Slavery and Interstate Commerce in Appalachia

As mentioned before, I am undertaking a new project that involves the study of slavery in Catoosa County. In order to do so, I am building a sturdy base by examining historiography related to slavery in the ‘Deep South’ in comparison to slavery in Appalachia. Today I came across Wilma A. Dunaway’s Women, Work, and Family in the Antebellum Mountain SouthAlthough slavery is not the main focus of the book, Dunaway does provide some keen insight into slavery in Appalachia as she explains its effect on women and the family. Take for example this passage: 

Census returns and personal narratives of African-Americans provide conclusive evidence that white Appalachians contributed significantly to the interstate traffic in slaves…Appalachian slaveholders routinely commodified black laborers in two ways. One of every three Upper South slaves was sold annually, most through the interstate slave trade, but fewer than one-third of all Appalachian slave sales were transacted locally. Instead, two of every five Appalachian owners sold slaves to traders engaged in interstate trafficking, many of whom made regular annual or biannual circuits throughout the Upper South.In addition to itinerant traders, some Appalachian entrepreneurs engaged in the practice of buying up local slaves for export. In reality, about 1 of every 154 Appalachian households acquired part of its income from slave trading activities. Much more often than selling, Appalachian masters engaged in commercial trading by hiring out their slaves on a profitable basis. Since one-fifth of the Appalachian narratives record instances of slave hiring, it is evident that Appalachian masters leased out slaves more frequently than other southern slaveholders….

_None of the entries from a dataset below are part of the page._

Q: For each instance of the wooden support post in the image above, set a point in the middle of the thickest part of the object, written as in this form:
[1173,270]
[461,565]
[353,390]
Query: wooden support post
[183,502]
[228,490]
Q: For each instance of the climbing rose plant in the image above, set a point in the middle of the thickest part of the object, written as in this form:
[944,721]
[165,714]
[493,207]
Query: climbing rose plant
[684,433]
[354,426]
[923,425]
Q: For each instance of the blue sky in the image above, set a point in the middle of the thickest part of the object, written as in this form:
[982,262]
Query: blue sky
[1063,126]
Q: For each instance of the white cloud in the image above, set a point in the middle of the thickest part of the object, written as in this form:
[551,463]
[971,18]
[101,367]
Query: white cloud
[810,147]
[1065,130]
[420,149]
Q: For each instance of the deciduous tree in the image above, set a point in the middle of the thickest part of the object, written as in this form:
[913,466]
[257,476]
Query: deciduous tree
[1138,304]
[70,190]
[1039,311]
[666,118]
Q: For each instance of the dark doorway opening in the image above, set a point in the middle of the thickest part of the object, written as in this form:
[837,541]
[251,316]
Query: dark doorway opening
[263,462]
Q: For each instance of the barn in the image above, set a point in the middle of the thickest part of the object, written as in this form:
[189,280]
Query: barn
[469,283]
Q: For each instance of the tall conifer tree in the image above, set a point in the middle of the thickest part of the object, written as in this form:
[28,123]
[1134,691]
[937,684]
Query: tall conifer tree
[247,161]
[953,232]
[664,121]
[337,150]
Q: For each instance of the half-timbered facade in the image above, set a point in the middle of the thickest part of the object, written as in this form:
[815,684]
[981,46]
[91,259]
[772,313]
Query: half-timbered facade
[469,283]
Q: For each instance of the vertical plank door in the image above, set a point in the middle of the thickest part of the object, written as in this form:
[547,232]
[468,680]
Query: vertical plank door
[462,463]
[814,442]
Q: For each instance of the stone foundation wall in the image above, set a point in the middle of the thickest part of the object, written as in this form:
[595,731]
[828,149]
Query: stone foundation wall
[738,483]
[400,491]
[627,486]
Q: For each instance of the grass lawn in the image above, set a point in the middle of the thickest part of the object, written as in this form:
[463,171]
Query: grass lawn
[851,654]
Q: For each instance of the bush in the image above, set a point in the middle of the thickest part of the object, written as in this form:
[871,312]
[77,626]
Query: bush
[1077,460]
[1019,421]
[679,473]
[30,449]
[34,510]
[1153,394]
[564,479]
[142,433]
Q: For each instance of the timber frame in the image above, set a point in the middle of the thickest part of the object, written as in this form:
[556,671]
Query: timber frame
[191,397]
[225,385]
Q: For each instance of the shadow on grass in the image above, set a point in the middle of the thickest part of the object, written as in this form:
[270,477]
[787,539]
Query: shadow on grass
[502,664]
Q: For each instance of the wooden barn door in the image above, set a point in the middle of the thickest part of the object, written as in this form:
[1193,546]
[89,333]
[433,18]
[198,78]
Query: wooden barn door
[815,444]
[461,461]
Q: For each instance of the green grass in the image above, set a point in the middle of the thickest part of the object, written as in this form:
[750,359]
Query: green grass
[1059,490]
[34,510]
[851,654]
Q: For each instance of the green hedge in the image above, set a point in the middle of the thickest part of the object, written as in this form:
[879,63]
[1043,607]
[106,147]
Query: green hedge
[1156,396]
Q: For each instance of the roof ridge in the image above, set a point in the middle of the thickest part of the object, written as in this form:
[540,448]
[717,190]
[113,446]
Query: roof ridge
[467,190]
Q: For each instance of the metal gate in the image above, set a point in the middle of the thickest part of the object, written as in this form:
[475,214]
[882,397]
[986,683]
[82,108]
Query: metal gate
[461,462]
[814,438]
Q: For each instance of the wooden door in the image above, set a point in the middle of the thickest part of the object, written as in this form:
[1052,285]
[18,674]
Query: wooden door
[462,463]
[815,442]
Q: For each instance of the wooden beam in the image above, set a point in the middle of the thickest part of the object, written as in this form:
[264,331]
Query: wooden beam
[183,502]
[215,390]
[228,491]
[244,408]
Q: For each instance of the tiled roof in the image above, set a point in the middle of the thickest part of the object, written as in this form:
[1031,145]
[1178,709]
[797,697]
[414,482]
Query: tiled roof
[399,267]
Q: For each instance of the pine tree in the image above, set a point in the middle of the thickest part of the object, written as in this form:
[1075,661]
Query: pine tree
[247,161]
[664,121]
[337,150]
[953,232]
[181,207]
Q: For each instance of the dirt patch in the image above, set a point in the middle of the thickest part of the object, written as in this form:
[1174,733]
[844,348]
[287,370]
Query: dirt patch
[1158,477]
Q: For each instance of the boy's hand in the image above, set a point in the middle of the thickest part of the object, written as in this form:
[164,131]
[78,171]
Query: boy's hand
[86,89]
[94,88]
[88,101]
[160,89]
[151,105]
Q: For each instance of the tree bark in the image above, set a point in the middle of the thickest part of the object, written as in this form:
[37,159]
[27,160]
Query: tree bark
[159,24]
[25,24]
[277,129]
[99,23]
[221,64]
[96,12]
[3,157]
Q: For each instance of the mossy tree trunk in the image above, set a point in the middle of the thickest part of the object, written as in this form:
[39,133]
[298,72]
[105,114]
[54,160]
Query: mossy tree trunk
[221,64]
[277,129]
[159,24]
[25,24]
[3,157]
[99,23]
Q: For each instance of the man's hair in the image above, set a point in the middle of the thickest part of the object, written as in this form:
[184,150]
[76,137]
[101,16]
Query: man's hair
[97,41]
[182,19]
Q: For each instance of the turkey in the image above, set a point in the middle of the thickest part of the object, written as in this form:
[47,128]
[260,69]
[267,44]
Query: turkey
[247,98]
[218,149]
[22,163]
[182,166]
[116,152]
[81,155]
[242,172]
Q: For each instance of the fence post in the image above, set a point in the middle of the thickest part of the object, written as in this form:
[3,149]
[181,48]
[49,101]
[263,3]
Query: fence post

The slave trade was structurally integrated into Appalachian community and town life. Even when their own slave populations were small, Appalachian towns provided the locus for the congregation of buyers and sellers; the p ens, jails, and depots; the exchanges and auctions blocks that supported the slave trade….

This is definitely food for thought.

12 thoughts on “Slavery and Interstate Commerce in Appalachia

    1. She is quoting herself in books she wrote that were published 2003; The African American Family in Slavery and Emancipation and Slavery in the American Mountain South.

      She consults a lot of primary source documentation. She is usually pretty good about posting her sources online as well.

  1. It is evident that Appalachian masters leased out slaves more frequently than other southern slaveholders…

    Would Dunaway (or you) argue that this is because Appalachia didn’t lend itself to the large-scale, plantation type agricultural model, but instead was small- to mid-sized farms where the need for labor was seasonal rather than year-round?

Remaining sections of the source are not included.